Configuration for the Time-Aware Synthetic Control (TASC) estimator.

Implements the state-space model of Rho, Illick, Narasipura, Abadie, Hsu, and Misra (2026, arXiv:2601.03099) with EM learning (Kalman filter + RTS smoother on the E-step, closed-form MLE on the M-step) and Kalman-with- infinite-variance counterfactual inference.

alpha: float#
d: int#
diagonal_Q: bool#
diagonal_R: bool#
em_tol: float | None#
model_config: ClassVar[ConfigDict] = {'arbitrary_types_allowed': True, 'extra': 'forbid'}#

Configuration for the model, should be a dictionary conforming to [ConfigDict][pydantic.config.ConfigDict].

n_em_iter: int#
seed: int | None#

Helper Modules#

Data preparation and EM initialization helpers for TASC.

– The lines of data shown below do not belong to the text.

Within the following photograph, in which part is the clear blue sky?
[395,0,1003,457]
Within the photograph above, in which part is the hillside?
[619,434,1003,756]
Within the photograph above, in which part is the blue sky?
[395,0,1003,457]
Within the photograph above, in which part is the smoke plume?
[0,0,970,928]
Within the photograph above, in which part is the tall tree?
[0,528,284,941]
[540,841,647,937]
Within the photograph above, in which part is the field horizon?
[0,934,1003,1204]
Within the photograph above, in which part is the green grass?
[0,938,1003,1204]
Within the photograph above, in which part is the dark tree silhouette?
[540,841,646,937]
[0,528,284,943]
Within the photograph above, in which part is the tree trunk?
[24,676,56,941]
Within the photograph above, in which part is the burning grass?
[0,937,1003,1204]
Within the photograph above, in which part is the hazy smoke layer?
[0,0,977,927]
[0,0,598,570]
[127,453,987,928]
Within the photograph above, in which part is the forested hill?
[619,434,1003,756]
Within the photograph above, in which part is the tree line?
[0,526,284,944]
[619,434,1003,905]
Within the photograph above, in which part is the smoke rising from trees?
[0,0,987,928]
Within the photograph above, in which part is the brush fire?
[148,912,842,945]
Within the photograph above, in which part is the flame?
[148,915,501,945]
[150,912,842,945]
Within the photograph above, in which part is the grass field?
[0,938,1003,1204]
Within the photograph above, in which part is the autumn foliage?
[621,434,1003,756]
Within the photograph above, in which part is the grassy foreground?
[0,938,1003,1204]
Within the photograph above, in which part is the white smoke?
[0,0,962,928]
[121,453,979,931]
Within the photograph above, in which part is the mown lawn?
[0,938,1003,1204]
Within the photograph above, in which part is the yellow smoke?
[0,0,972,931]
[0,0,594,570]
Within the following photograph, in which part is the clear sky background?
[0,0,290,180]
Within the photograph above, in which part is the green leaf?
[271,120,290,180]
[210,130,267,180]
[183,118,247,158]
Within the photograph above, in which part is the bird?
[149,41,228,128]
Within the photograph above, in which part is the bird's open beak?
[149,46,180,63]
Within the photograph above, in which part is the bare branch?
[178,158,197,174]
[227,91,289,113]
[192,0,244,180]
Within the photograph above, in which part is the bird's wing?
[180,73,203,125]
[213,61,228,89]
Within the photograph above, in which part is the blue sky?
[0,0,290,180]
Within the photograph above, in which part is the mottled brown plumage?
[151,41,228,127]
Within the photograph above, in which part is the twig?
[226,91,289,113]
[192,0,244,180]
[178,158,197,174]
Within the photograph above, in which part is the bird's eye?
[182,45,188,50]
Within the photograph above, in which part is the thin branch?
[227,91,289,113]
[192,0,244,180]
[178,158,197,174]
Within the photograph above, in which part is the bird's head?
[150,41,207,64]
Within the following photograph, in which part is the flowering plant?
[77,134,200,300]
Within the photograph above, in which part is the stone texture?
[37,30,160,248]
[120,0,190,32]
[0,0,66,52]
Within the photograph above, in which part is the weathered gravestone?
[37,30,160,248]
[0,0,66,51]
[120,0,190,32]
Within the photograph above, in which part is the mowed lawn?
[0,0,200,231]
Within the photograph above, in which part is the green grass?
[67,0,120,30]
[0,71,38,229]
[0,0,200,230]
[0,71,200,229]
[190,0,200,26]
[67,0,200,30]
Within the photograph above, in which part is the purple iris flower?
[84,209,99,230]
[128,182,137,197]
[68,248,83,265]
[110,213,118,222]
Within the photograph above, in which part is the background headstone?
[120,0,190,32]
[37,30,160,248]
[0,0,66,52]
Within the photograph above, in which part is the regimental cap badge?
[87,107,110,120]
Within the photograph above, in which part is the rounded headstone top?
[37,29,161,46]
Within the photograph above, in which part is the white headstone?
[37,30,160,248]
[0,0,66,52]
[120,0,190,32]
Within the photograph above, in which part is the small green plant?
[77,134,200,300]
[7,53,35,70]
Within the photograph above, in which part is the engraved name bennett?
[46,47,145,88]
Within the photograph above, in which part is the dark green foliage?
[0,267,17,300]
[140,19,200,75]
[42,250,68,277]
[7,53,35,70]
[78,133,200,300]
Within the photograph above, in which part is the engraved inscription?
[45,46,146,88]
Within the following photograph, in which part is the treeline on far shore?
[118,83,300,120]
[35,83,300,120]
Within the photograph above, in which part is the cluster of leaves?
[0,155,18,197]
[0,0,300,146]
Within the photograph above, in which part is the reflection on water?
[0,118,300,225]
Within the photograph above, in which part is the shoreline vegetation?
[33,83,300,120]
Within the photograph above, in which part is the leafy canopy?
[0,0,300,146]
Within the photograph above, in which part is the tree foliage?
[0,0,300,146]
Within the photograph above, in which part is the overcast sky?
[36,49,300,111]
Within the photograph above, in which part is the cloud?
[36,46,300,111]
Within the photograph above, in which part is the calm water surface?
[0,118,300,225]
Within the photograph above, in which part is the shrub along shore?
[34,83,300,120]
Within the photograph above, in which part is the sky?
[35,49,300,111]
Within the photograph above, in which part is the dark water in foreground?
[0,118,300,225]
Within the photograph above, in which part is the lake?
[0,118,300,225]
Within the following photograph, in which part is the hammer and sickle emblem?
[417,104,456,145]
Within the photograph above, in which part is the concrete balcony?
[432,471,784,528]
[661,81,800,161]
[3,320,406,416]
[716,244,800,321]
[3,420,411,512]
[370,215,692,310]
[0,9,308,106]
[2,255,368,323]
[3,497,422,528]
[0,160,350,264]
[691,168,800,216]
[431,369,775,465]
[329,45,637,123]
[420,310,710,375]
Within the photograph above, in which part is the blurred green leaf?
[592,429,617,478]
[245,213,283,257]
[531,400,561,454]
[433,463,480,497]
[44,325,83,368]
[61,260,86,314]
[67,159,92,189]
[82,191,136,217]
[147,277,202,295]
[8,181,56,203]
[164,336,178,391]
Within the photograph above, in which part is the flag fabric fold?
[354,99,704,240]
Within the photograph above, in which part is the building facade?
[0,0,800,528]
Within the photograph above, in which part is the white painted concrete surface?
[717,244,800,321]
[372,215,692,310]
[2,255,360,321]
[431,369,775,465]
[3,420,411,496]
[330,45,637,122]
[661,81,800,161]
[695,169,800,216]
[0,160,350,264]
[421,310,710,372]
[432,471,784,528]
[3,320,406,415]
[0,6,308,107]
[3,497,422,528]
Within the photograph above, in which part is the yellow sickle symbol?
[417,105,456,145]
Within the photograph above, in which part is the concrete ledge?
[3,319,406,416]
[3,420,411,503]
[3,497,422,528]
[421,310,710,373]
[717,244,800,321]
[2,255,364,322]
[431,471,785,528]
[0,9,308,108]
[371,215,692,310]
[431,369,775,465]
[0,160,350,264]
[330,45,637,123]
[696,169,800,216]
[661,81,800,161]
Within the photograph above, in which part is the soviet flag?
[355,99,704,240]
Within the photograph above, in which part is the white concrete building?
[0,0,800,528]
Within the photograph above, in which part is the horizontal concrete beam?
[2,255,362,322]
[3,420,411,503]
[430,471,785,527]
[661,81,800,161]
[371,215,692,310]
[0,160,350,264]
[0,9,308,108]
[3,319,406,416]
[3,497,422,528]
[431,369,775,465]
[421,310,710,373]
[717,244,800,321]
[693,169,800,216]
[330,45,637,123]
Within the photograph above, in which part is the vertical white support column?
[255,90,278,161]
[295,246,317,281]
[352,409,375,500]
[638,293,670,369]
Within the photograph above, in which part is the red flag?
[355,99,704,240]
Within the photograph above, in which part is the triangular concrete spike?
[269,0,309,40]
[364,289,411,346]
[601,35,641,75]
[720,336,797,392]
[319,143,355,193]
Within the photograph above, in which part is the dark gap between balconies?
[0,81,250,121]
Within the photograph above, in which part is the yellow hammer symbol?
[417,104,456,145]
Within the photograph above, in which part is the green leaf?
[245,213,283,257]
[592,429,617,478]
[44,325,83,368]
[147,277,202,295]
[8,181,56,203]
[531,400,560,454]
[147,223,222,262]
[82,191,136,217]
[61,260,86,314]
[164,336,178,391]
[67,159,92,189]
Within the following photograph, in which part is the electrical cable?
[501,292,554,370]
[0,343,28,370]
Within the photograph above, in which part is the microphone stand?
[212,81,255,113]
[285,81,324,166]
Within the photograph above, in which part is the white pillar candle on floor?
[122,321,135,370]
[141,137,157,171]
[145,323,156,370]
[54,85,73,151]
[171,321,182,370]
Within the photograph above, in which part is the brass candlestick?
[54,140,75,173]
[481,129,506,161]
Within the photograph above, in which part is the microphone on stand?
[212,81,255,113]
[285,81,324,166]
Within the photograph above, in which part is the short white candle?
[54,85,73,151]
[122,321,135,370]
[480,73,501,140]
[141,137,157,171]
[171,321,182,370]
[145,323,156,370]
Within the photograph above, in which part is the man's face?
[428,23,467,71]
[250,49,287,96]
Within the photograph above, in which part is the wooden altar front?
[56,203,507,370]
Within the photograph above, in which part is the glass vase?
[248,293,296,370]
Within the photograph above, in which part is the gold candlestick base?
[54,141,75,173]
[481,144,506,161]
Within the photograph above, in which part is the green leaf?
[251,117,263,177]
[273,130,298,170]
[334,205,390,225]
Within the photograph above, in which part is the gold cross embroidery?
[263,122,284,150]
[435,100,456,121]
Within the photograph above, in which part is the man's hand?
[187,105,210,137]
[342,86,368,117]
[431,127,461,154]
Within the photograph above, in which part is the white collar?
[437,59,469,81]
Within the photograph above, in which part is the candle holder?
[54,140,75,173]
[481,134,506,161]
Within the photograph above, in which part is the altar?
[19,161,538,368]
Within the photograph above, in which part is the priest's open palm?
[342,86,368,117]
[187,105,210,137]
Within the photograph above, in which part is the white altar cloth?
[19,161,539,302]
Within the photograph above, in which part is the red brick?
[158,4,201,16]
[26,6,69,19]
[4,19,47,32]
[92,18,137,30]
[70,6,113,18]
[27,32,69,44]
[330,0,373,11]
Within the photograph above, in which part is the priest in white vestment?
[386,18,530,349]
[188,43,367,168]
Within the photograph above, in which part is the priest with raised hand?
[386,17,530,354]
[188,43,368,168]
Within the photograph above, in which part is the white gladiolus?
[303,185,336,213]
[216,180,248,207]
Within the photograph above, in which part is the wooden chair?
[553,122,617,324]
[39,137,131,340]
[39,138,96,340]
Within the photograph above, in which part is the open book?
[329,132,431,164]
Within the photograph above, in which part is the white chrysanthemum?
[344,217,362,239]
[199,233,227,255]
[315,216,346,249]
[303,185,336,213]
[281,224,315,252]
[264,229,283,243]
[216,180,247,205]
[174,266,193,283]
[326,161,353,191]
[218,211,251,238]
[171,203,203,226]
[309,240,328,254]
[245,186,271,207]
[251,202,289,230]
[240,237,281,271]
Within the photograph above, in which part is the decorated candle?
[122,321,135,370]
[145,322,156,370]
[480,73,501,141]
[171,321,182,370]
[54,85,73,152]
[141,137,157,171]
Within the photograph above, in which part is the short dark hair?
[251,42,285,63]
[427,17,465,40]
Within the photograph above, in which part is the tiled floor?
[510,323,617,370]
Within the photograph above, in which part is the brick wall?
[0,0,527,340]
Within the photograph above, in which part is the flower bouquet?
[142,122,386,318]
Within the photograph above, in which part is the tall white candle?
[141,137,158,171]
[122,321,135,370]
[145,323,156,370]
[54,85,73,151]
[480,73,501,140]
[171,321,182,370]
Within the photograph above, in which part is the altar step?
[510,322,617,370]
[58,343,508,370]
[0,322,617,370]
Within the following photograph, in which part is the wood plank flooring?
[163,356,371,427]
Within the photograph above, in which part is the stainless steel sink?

datautils.dataprep returns the wide outcome matrix in the (T, N) orientation (rows = time, columns = unit). The TASC paper works with Y in R^{N x T} (rows = unit, columns = time), so the wrappers in this module take care of the transpose once and only once.

mlsynth.utils.tasc_helpers.setup.initialize_parameters(Y_pre: ndarray, d: int, seed: int | None = None) TASCParameters#

Spectral initialization for the EM parameters.

Performs a thin SVD of Y_pre (N x T0) and uses the top-d left singular vectors as the initial observation matrix H. The initial latent trajectory is then the corresponding right singular vectors scaled by the singular values, from which a simple AR(1) least squares fit gives A. Q, R, P0 are seeded from the associated residual variances.

Parameters:
  • Y_pre (np.ndarray) – Pre-treatment outcome matrix of shape (N, T0).

  • d (int) – Hidden state dimension.

  • seed (int or None) – Reserved for tie-breaking; not currently consumed but retained for API symmetry with other estimators.

Returns:

TASCParameters – Initial theta_0.

mlsynth.utils.tasc_helpers.setup.prepare_tasc_inputs(df: DataFrame, outcome: str, unitid: str, time: str, treat: str) TASCInputs#

Run dataprep and reshape the result into the paper’s N x T layout.

Parameters:
  • df (pd.DataFrame) – Long balanced panel data.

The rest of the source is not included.